PoC or GTFO, Volume 2
Page 9
Exploiting DMG→SGB command packets for gaining a foothold on SNES
The Super Game Boy command packet protocol has two nifty commands for gaining control of the SNES. 0x79 writes data to an arbitrary memory location, while 0x91 sets the NMI vector and jumps to an arbitrary address. Both commands are real, documented command packets; they are not undocumented debug commands.
Since the Stage 2 code executing on the DMG is so small we needed to minimize the number of packets required. The SNES’s controller registers are memory-mapped I/O registers that automatically update each video frame when enabled. It is possible to execute code from those registers but it isn’t particularly easy to do so, largely because it is very unsafe to execute anything from those registers when they are in the middle of an update. (There are all sorts of intermediate stages.)
The solution is to find some way for the SNES CPU to waste time during that update elsewhere. The NMI vector and the NMI handler are perfect for this: when enabled, it starts running just before the register starts updating. We just need an NMI handler that wastes somewhere between roughly four and 260 scanlines, so it hits after the current NMI returns but before the next NMI starts. Scanning descriptions of various SNES I/O registers, a useful one seems to be $4212, which has bit 7 set when the console is performing a vertical retrace.

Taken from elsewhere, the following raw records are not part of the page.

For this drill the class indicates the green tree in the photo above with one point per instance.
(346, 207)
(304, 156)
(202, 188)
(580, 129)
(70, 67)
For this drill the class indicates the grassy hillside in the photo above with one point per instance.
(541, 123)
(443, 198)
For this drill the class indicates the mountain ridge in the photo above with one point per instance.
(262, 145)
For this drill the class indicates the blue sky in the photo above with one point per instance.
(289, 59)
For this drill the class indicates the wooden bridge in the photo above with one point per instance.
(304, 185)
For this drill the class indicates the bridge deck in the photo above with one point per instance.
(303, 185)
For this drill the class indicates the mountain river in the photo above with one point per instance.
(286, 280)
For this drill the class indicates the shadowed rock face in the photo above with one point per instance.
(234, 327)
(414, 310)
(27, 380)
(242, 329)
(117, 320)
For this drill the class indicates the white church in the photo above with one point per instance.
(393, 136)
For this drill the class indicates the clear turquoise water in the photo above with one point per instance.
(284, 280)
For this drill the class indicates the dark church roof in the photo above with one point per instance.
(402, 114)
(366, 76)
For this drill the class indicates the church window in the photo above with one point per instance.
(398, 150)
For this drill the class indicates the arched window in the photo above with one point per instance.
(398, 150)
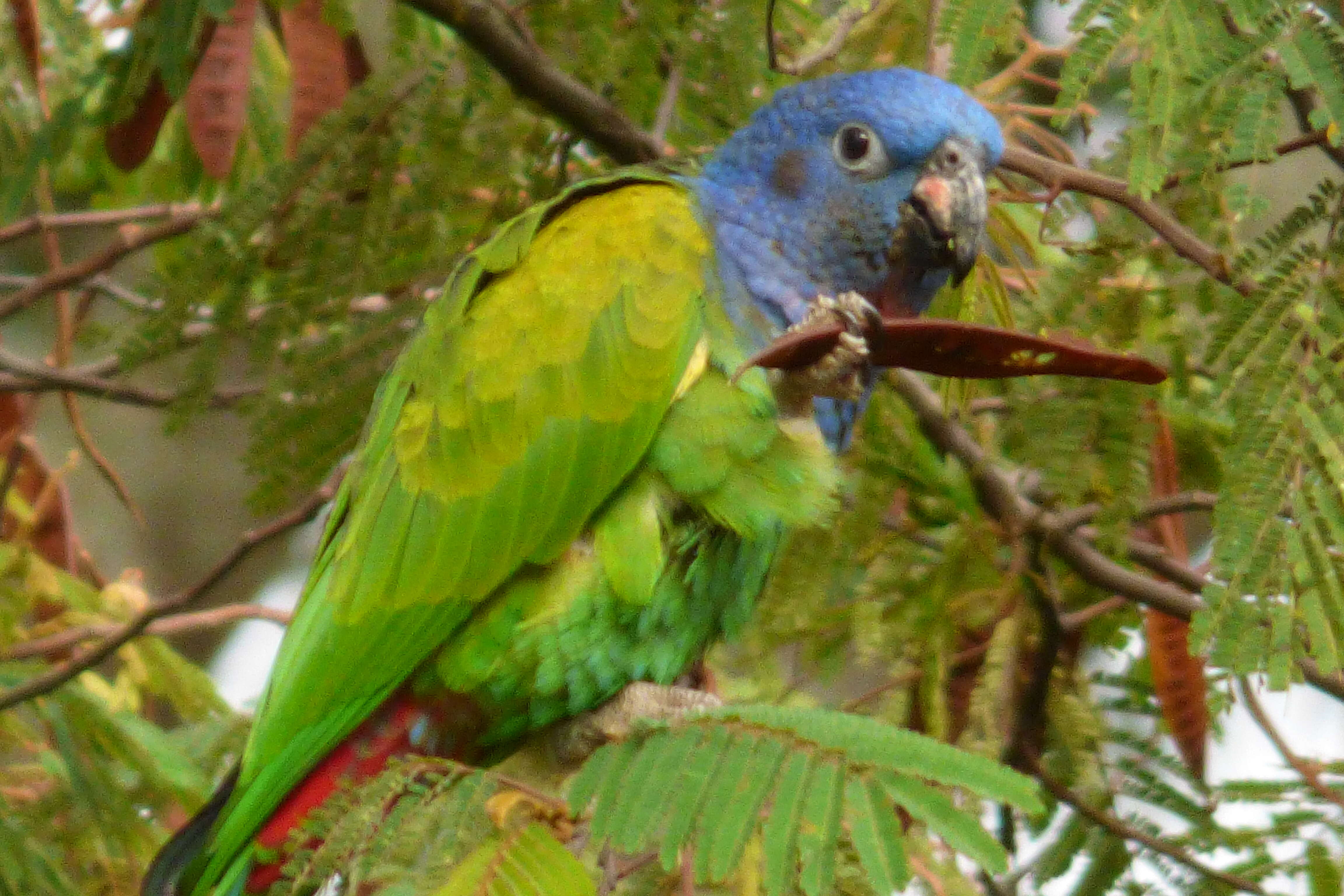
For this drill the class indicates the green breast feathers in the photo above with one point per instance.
(560, 489)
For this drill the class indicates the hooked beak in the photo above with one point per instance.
(947, 214)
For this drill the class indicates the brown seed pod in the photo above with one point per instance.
(217, 97)
(956, 349)
(1178, 676)
(25, 17)
(318, 68)
(131, 140)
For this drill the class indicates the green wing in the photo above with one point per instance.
(534, 387)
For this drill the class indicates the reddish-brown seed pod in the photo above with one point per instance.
(318, 68)
(1178, 676)
(52, 535)
(25, 17)
(956, 349)
(217, 99)
(131, 140)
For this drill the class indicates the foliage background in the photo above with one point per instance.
(986, 565)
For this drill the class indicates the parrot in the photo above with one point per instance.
(566, 485)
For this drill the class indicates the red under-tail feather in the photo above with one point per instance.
(408, 724)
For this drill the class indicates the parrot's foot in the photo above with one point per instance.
(577, 739)
(845, 373)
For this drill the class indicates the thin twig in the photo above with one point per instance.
(1030, 720)
(1310, 770)
(536, 77)
(1078, 618)
(29, 377)
(64, 672)
(1288, 147)
(845, 23)
(174, 624)
(11, 469)
(1002, 500)
(960, 662)
(124, 296)
(94, 218)
(1014, 511)
(1127, 832)
(1184, 242)
(130, 240)
(937, 56)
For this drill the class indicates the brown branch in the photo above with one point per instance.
(1184, 242)
(29, 377)
(845, 23)
(1288, 147)
(1016, 514)
(534, 76)
(174, 624)
(1029, 724)
(1304, 100)
(101, 284)
(1310, 770)
(64, 672)
(1078, 618)
(1127, 832)
(96, 218)
(130, 240)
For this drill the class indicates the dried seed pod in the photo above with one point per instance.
(217, 97)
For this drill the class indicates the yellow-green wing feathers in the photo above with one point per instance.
(533, 390)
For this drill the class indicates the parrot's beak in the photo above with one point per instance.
(948, 209)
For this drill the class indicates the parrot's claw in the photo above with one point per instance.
(846, 371)
(574, 741)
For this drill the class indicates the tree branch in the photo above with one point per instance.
(1127, 832)
(1311, 771)
(845, 23)
(130, 240)
(96, 218)
(533, 74)
(29, 377)
(64, 672)
(127, 298)
(174, 624)
(1016, 514)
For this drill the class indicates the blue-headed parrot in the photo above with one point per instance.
(565, 487)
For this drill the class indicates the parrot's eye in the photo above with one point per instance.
(859, 151)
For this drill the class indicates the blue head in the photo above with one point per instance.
(870, 182)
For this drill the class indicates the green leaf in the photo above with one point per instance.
(876, 833)
(819, 827)
(958, 828)
(866, 741)
(527, 862)
(783, 824)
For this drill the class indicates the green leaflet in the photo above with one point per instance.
(819, 828)
(870, 742)
(792, 776)
(521, 863)
(628, 538)
(783, 824)
(876, 832)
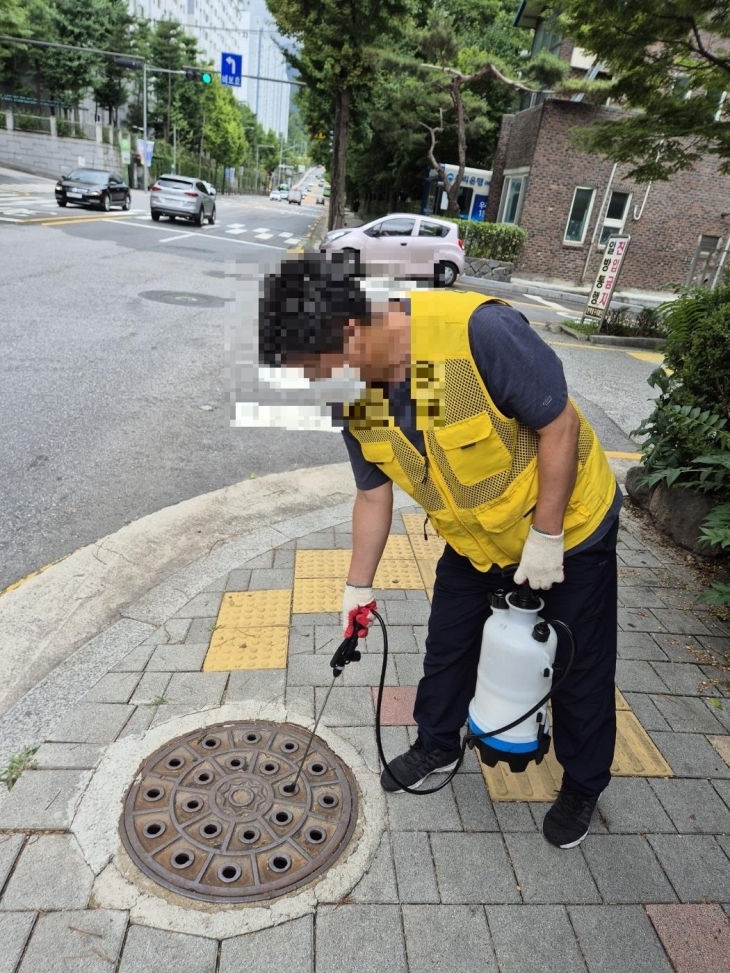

The NMI occurs immediately after the vertical retrace starts and the retrace lasts for about 40 scanlines, so waiting for $4212 bit 7 to clear works out perfectly. Since the retrace bit is bit 7 and the SNES CPU happens to be in a mode where the A register is 8 bits wide,18 numbers with bit 7 set show as negative, so it’s trivial to branch on those using BMI instruction. Handily enough, the LDA instruction that loads the memory address into the A register sets the condition flags, so we can just loop around that one instruction using BMI.
After the loop, we must return from the NMI. This is done using the RTI instruction, so the final NMI handler looks like:
This handler trashes the A register, which is generally considered bad style, but we can get away with doing that.
We send two packets; the first one writes six bytes (AD 12 42 30 FB 40) into the memory address 0x001800. This is the NMI routine.
The second one jumps to 0x004218, which is the start of the controller registers, with the NMI vector set to 0x001800, the address of the routine we just wrote.19
Figure 10.9: Inception
Stage 3: From stable loop in autopoller registers to loading payloads.
480 bytes per second; 60 payload bytes per second.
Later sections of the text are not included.